A jury found defendant L. W. Telfair guilty of first degree burglary and felonious stealing. The court sentenced him as a persistent offender to consecutive terms of twenty and ten years.
On appeal defendant raises three points (1) no probable cause to arrest him, (2) his identification was impermissibly tainted and (3) error in denying a mistrial when the prosecutor mentioned another crime.
The state’s evidence: Prosecuting witness George Bailey was awakened by an intruder who fled when Bailey saw him face to face. Bailey dressed and drove to the police station and reported the burglary. When Bailey returned home he discovered his $283 cash was missing; and also that neighbor David Dawson had earlier seen defendant, whom Dawson knew by name, going away from the Bailey house. Bailey and Dawson reported this new information to the police who relayed it to other county and municipal police; defendant was soon arrested still wearing the clothes the victim had described and having $283 cash in his sock.

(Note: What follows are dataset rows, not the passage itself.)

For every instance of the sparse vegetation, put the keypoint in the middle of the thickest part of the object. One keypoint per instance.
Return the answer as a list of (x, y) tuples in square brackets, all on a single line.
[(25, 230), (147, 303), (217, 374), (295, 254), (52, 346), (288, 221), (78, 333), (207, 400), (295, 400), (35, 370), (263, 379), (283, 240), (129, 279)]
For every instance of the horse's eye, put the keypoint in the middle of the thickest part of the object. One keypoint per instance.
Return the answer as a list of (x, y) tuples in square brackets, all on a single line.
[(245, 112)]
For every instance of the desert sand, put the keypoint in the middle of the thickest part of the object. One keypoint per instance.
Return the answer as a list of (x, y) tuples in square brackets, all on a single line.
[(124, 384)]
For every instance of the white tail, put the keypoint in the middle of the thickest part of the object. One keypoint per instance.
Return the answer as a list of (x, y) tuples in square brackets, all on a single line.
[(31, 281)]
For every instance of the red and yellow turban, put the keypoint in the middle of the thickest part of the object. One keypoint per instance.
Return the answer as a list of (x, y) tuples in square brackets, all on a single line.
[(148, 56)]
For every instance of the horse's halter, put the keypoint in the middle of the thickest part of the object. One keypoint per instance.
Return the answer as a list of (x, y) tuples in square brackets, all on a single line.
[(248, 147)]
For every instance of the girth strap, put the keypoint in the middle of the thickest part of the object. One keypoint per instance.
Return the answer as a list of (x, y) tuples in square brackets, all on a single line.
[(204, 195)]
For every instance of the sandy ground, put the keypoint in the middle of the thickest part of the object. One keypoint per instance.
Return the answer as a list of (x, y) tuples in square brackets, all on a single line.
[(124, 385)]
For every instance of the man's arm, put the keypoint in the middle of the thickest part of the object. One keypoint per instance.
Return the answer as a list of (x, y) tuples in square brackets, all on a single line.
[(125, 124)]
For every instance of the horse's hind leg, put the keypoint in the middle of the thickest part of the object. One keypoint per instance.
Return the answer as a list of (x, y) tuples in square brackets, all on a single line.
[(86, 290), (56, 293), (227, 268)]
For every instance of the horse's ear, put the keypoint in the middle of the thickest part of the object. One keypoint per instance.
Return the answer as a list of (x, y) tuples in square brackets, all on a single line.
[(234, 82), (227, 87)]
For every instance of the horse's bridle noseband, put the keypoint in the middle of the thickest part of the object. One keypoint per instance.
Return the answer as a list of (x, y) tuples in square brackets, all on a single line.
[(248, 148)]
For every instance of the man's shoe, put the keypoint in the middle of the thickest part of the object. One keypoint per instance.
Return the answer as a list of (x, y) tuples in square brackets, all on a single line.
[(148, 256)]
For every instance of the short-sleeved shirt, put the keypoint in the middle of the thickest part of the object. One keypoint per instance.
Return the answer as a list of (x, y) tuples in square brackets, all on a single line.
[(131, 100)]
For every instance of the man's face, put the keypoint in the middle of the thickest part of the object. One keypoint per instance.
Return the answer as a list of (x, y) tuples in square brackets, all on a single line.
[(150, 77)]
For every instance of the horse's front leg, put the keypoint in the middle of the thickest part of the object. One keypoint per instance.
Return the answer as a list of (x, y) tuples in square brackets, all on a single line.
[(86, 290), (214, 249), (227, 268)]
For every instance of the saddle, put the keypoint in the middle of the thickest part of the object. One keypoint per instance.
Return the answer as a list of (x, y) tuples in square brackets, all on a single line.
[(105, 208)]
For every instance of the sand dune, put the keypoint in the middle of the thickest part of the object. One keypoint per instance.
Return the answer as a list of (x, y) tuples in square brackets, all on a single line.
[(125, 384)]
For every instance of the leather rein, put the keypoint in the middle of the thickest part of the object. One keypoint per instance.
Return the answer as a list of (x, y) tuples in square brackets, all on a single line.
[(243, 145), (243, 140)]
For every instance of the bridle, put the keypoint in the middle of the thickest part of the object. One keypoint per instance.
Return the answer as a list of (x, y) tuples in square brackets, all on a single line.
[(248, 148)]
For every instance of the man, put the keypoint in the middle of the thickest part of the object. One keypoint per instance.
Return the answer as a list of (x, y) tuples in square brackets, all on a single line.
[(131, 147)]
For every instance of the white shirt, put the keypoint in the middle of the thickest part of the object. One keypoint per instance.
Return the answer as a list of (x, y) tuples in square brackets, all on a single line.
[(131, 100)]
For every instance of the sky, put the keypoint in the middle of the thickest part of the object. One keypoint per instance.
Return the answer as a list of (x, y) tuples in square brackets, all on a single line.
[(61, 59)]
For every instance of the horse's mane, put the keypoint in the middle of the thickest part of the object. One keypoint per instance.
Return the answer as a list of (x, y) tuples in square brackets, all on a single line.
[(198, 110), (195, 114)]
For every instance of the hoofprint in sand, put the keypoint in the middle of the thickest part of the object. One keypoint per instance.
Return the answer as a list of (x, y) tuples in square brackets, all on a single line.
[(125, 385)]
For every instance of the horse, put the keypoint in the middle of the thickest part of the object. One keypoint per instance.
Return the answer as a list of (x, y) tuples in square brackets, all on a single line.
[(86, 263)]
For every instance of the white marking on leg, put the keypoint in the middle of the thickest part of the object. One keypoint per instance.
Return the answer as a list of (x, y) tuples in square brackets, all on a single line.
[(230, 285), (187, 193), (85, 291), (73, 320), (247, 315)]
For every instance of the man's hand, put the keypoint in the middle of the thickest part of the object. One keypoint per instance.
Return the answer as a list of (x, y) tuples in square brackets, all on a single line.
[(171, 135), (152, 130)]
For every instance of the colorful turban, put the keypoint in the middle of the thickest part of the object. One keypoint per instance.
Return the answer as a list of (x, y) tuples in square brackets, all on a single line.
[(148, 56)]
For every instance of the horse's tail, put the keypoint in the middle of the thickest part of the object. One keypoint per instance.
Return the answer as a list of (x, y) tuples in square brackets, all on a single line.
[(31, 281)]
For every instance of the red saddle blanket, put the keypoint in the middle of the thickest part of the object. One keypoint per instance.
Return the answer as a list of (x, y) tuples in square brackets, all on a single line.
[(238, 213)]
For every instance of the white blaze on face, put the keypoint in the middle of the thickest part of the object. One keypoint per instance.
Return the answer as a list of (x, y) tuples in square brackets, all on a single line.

Police brought five mug shots to Bailey and Dawson; without telling them so, one of the pictures was of defendant. Both Bailey and Dawson picked defendant’s picture as the burglar.
By defendant’s first point he challenges denial of his motion to suppress identification and evidence on the ground there was no probable cause for his arrest. He bases this principally on the ground arresting officer Ballard did not testify. The testimony related above came from other police officers working on the case.
We deny defendant’s contention there was no showing of probable cause to arrest him because the arresting officer did not personally testify. The trial court’s ruling was proper under the principle laid down in State v. Pruitt, 479 S.W.2d 785 [1] (Mo. banc 1972) holding: “We think the knowledge of one officer is the knowledge of all and that in the operation of an investigative or police agency the collective knowledge and the available objective facts are the criteria to be used in assessing probable cause. The arresting officer himself need not possess all of the available information.” (quoting U. S. v. Stratton, 453 F.2d 36 (8th Cir. 1972)).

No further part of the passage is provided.